話を聞くと警察から連絡が来た後、より詳しい事情を聞くために俺達の担任である相澤先生が代表してやって来たと言う・・・。
「造理の事情については雄英がちゃんと把握している。お前たち生徒が介入していいことではない」
「でも僕達にも手助け位は「立場を弁えろ」・・!?」
「忘れるな、お前らはまだ
「「「!?」」」
相澤先生の厳しい言葉に3人は押し黙る。
「造理の手助けは俺達ヒーローと警察で行う事だ。・・・一生徒がすることじゃない」
「「「・・・・・」」」
「分かったら遅くなる前に家に帰れ。明日も授業があるから遅刻するなよ?」
そう言い残し相澤先生は去っていった。
相澤先生の厳しい言葉に緑谷、麗日、飯田の3人は何も言えないでいるが、相澤先生の言う事は事実で有るため仕方がない・・・。

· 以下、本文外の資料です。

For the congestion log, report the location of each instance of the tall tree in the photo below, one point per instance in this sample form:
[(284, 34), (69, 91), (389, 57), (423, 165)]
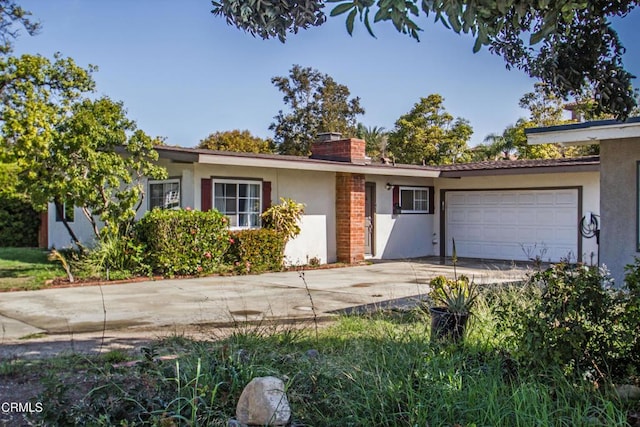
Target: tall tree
[(571, 44), (317, 103), (236, 140), (429, 134), (507, 143), (67, 149), (375, 139)]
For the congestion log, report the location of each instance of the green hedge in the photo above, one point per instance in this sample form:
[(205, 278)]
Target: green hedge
[(184, 242), (256, 251), (19, 223)]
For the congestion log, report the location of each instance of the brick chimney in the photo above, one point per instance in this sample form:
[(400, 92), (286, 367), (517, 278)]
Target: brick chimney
[(331, 146)]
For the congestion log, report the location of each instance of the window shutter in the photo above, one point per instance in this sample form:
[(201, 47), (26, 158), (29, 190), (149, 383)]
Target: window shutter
[(266, 195), (206, 194), (396, 199), (432, 202)]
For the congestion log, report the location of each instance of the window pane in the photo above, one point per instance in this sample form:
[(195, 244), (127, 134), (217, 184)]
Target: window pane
[(254, 220), (242, 190), (254, 190), (406, 200), (421, 200), (220, 204), (230, 190)]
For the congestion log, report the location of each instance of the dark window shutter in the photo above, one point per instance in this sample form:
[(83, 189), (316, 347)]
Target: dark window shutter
[(432, 201), (266, 195), (207, 194), (396, 199)]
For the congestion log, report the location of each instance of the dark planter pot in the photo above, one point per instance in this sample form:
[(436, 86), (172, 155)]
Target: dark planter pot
[(446, 325)]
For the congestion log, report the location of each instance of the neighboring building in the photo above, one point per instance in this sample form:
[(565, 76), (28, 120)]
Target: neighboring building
[(619, 179), (509, 210)]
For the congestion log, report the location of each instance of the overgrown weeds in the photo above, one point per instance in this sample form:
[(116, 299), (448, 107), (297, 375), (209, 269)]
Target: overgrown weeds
[(379, 369)]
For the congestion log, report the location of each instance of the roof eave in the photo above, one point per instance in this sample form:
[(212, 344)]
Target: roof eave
[(584, 133), (589, 167), (316, 165)]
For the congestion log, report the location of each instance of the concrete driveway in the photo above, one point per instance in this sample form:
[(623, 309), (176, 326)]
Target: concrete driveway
[(220, 301)]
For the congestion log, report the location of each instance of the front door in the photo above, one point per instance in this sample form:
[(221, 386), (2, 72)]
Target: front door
[(369, 217)]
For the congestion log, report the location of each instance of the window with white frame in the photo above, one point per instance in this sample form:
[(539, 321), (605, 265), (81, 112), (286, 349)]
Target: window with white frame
[(240, 201), (164, 194), (414, 199), (64, 211)]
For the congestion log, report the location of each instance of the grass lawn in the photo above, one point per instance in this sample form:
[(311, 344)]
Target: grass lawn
[(379, 370), (26, 269)]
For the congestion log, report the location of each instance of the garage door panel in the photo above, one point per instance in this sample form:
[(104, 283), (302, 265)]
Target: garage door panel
[(513, 224)]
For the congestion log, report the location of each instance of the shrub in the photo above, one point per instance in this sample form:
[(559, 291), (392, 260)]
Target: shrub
[(184, 242), (116, 257), (578, 324), (256, 251), (284, 218), (18, 222)]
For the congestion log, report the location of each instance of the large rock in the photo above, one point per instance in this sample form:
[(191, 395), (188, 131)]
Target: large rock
[(264, 402)]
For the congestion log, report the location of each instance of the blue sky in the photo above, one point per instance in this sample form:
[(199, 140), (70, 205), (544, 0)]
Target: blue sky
[(183, 73)]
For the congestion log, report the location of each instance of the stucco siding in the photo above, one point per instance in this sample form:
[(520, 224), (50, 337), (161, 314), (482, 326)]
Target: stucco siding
[(618, 204), (588, 181), (60, 238), (316, 190), (400, 235)]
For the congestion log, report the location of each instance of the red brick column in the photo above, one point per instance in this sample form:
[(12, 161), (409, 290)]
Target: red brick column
[(350, 217)]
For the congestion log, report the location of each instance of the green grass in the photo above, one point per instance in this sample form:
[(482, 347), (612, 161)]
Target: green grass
[(378, 370), (26, 269)]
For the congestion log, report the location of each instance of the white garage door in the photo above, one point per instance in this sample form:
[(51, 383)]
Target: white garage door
[(513, 224)]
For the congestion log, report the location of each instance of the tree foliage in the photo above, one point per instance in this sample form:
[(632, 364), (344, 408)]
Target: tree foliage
[(571, 44), (429, 134), (70, 149), (375, 139), (317, 103), (236, 140)]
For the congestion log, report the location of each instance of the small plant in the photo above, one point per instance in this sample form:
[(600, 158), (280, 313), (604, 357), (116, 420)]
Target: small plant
[(456, 295), (54, 255)]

「相澤先生の言った通りだ。納得出来ないかも知れないが、逆の立場に立って考えてみろ」
「逆の立場?」
「もしお前たちが俺の立場に立ったら、どう思うか?」
「「「!!?」」」
三人とも驚いたような顔をする・・・・・察してくれたようだな。
「そう言う事だ、学校以外で下手に俺に関わるとロクなことにならない。分かってくれ・・・・じゃあな」
「造理くん・・・・」
そう言い残し、3人より先に警察署を後にする。
明日からしばらくはギクシャクするだろうが、時期に収まるだろう・・・今までもそうだった。
俺は警察に送られて家まで帰宅した・・・・。
――――
かなりグダグダでしたがオリジナルストーリー終了です。
顔の表面の分解・・・。ハガレンでスカーがマルコーにやった感じのやつです。